# Petifores - Icing and Cake type..



## mymilkexpired (Nov 16, 2004)

I've been thinking about making some petifores over the last few weeks. A couple questions have kept me from making the initial endevor :blush: 

What type (basic flavor) would be a good starting point? What type of icing: cream, fondant etc... And lastly--Do you just bake in a normal cake pan and then slice in to 1.5"x3" slices?


----------



## panini (Jul 28, 2001)

mme
You'll want to bake in a square or rectangle pan. 1.5"x3" seems big to me. I think 1.5x1.5 would be better looking. We do a lot of almond. Although we don't do american PF. We use a sweet dough, spread rasp ,fill with frangiapan. bake add marmilade and cover with marzipan and drape in fondant.
good luck
pan


----------



## momoreg (Mar 4, 2000)

Just to second what panini said, petit fours are classically frangipane (made with almond paste), with rasp. jam, marzipan, and poured fondant. Stay small (maybe 1.5" square or round)--- they are sweet.


----------



## madgoose (Oct 20, 2004)

a good petit four for chocoholics like myself uses yellow chiffon cake with ganache and french buttercream for filling between the layers and topped with an opera glaze (which is basically heavy cream, dark chocolate, and veg. oil)


----------



## zukerig (Sep 23, 2004)

*Petit Fours* are exquisite little iced cakes. (Actually, the term comprises not only cakes, but also, eg., palmiers, sacristains, sablés, almond tile cookies, and langues du chat (cats' tongues). They are ideal for serving at a bridal shower, an elegant afternoon-tea table, or on a silver platter displayed in a splendid dessert trolley. Trust me, they're not difficult to make - you only need to be more attentive than skilled - and, as in all things, the desire to succeed counts at least as much as experience. Caring is the greatest thing, caring matters most!

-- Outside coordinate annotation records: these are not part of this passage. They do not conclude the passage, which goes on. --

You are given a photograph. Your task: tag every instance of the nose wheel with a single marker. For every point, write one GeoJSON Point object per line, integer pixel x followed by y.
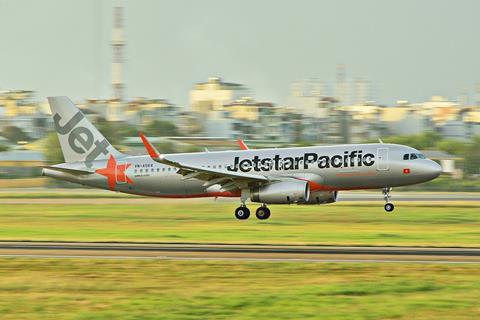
{"type": "Point", "coordinates": [242, 213]}
{"type": "Point", "coordinates": [389, 207]}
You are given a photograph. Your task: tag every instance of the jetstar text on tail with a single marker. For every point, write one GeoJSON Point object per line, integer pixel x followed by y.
{"type": "Point", "coordinates": [80, 139]}
{"type": "Point", "coordinates": [348, 159]}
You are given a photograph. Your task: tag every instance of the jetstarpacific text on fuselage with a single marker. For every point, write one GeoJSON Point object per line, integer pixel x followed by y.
{"type": "Point", "coordinates": [349, 159]}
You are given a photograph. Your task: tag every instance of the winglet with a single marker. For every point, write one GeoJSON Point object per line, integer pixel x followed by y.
{"type": "Point", "coordinates": [242, 144]}
{"type": "Point", "coordinates": [150, 148]}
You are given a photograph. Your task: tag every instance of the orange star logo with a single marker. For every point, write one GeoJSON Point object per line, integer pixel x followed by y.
{"type": "Point", "coordinates": [115, 173]}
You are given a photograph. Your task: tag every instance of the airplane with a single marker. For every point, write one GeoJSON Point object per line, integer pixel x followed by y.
{"type": "Point", "coordinates": [297, 175]}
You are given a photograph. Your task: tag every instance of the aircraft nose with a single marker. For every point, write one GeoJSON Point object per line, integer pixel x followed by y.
{"type": "Point", "coordinates": [434, 169]}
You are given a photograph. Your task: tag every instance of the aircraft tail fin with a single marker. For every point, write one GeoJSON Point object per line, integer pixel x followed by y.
{"type": "Point", "coordinates": [79, 139]}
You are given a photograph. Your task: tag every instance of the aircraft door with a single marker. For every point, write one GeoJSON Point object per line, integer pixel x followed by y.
{"type": "Point", "coordinates": [383, 161]}
{"type": "Point", "coordinates": [120, 175]}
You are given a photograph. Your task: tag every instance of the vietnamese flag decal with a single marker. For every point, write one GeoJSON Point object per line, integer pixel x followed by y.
{"type": "Point", "coordinates": [115, 171]}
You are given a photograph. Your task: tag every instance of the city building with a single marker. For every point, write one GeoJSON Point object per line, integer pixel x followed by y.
{"type": "Point", "coordinates": [212, 95]}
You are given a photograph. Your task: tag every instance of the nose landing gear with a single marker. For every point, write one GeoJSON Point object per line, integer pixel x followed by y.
{"type": "Point", "coordinates": [242, 213]}
{"type": "Point", "coordinates": [389, 207]}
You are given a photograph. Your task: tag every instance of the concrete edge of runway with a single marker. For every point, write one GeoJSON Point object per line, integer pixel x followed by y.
{"type": "Point", "coordinates": [237, 252]}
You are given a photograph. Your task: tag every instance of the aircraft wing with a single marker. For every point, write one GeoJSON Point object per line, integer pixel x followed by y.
{"type": "Point", "coordinates": [227, 179]}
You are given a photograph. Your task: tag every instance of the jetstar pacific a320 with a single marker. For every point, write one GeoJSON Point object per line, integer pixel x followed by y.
{"type": "Point", "coordinates": [303, 175]}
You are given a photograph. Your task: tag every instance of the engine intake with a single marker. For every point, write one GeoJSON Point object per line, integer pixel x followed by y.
{"type": "Point", "coordinates": [322, 197]}
{"type": "Point", "coordinates": [294, 191]}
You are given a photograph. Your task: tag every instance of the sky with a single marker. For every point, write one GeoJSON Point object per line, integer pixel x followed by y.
{"type": "Point", "coordinates": [408, 49]}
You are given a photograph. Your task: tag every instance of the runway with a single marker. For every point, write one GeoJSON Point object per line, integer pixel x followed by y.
{"type": "Point", "coordinates": [86, 196]}
{"type": "Point", "coordinates": [190, 251]}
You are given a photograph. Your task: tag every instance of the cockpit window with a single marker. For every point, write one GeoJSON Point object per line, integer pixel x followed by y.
{"type": "Point", "coordinates": [413, 156]}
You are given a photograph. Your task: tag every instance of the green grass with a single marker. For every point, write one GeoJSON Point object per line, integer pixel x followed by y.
{"type": "Point", "coordinates": [158, 289]}
{"type": "Point", "coordinates": [347, 223]}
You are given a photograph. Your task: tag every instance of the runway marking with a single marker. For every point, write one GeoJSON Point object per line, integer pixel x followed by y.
{"type": "Point", "coordinates": [237, 252]}
{"type": "Point", "coordinates": [292, 260]}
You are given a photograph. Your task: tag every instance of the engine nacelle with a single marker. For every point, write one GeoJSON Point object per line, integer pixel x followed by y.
{"type": "Point", "coordinates": [322, 197]}
{"type": "Point", "coordinates": [292, 191]}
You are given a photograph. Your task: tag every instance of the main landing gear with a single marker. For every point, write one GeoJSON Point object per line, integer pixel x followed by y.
{"type": "Point", "coordinates": [243, 213]}
{"type": "Point", "coordinates": [389, 207]}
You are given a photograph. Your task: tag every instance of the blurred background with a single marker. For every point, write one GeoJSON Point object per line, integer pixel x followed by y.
{"type": "Point", "coordinates": [194, 75]}
{"type": "Point", "coordinates": [202, 74]}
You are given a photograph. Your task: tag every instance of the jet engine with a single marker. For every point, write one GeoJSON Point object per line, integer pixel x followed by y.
{"type": "Point", "coordinates": [322, 197]}
{"type": "Point", "coordinates": [291, 191]}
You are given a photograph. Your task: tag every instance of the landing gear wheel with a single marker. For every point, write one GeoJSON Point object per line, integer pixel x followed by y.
{"type": "Point", "coordinates": [389, 207]}
{"type": "Point", "coordinates": [262, 213]}
{"type": "Point", "coordinates": [242, 213]}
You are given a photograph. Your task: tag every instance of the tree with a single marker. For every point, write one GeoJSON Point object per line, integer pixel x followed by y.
{"type": "Point", "coordinates": [160, 128]}
{"type": "Point", "coordinates": [15, 134]}
{"type": "Point", "coordinates": [452, 146]}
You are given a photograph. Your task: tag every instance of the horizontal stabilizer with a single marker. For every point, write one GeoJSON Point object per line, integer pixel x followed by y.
{"type": "Point", "coordinates": [78, 172]}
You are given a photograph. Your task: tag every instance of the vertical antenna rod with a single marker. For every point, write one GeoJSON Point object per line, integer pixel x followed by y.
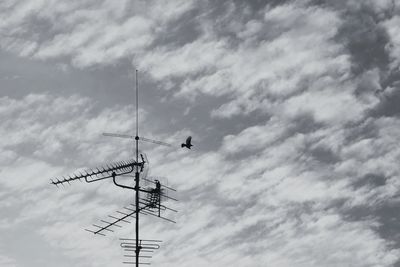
{"type": "Point", "coordinates": [137, 171]}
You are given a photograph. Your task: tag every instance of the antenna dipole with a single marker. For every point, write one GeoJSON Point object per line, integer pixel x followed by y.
{"type": "Point", "coordinates": [149, 204]}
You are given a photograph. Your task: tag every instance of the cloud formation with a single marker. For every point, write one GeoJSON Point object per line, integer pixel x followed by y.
{"type": "Point", "coordinates": [299, 103]}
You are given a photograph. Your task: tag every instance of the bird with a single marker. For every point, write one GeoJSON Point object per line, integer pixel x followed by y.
{"type": "Point", "coordinates": [188, 143]}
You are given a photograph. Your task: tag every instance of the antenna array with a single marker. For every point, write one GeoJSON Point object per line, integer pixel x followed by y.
{"type": "Point", "coordinates": [149, 201]}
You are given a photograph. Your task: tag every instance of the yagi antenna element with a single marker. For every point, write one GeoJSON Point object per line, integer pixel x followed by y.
{"type": "Point", "coordinates": [149, 200]}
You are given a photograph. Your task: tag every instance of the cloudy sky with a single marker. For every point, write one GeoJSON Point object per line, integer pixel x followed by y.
{"type": "Point", "coordinates": [293, 107]}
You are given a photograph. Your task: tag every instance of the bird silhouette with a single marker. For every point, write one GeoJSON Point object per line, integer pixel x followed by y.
{"type": "Point", "coordinates": [188, 143]}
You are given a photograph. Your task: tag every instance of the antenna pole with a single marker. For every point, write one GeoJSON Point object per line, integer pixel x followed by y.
{"type": "Point", "coordinates": [137, 171]}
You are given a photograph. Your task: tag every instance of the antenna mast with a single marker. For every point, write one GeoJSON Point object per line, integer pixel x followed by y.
{"type": "Point", "coordinates": [137, 250]}
{"type": "Point", "coordinates": [150, 203]}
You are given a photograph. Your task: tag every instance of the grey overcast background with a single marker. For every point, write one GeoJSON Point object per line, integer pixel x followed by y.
{"type": "Point", "coordinates": [294, 109]}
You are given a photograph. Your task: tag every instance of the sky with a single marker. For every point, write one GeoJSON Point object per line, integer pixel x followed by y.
{"type": "Point", "coordinates": [292, 105]}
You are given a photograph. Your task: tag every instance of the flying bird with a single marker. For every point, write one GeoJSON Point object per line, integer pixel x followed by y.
{"type": "Point", "coordinates": [188, 143]}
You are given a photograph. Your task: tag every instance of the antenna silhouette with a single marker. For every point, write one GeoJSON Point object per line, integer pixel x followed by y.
{"type": "Point", "coordinates": [149, 200]}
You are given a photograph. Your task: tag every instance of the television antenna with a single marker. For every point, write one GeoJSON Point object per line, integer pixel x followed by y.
{"type": "Point", "coordinates": [148, 200]}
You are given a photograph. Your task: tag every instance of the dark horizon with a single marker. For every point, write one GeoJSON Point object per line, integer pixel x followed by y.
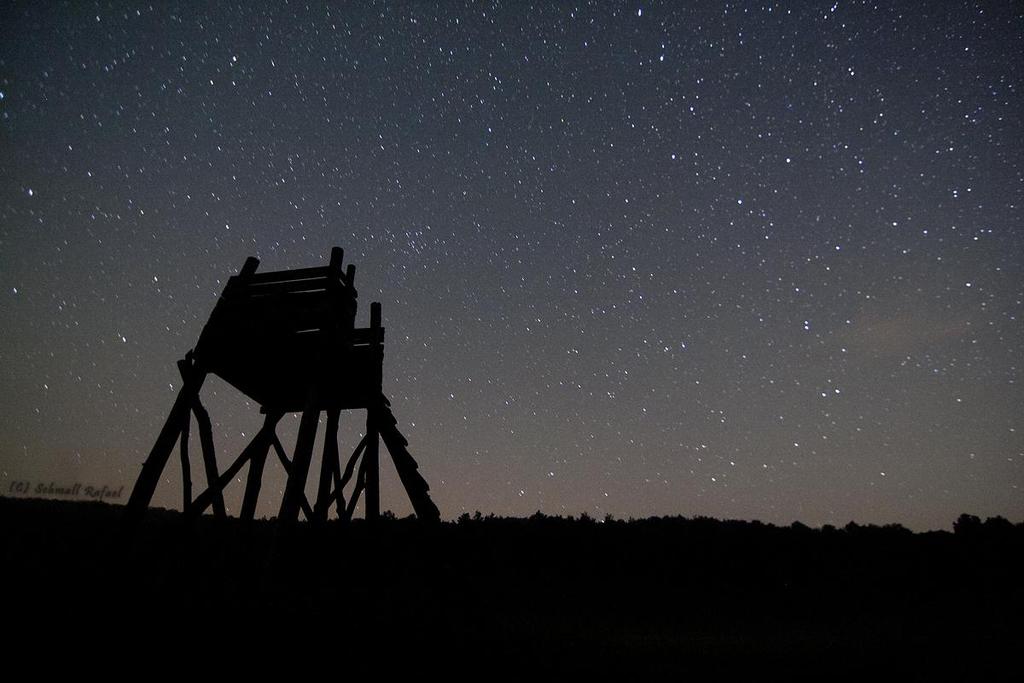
{"type": "Point", "coordinates": [634, 259]}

I prefer to use a cake recipe comprising almond paste, sugar, eggs, butter, and flour. When cool, cut your cake in half (the shorter distance); lift one-half of the cake out of the sheet pan, then spread half of the petit-fours sheet still in the pan with stirred, seedless raspberry jam; set the other half on top. Now, place in the freezer for 20 minutes - still on the pan!

Next, melt equal amounts of dark & white chocolate in separate saucepans.

Remove the sheet from the freezer and lift the cake out. Using small cookie cutters, cut out shapes - not only squares, but diamonds and rounds, too! Leave half of them on your work surface, and cover the other half with a damp cloth. With a fork, spear the petits fours through the top (which will become the underside); dip half of them in dark, the other half in white chocolate. Then place on a rack to dry. Chill them all. Decorate in any manner you fancy.

Hold the petits fours at room temperature 15-20 minutes, before serving.

A wonderful reference book is Flo Braker's _Sweet Miniatures : The Art of Making Bite-Size Desserts_ (Morrow).


----------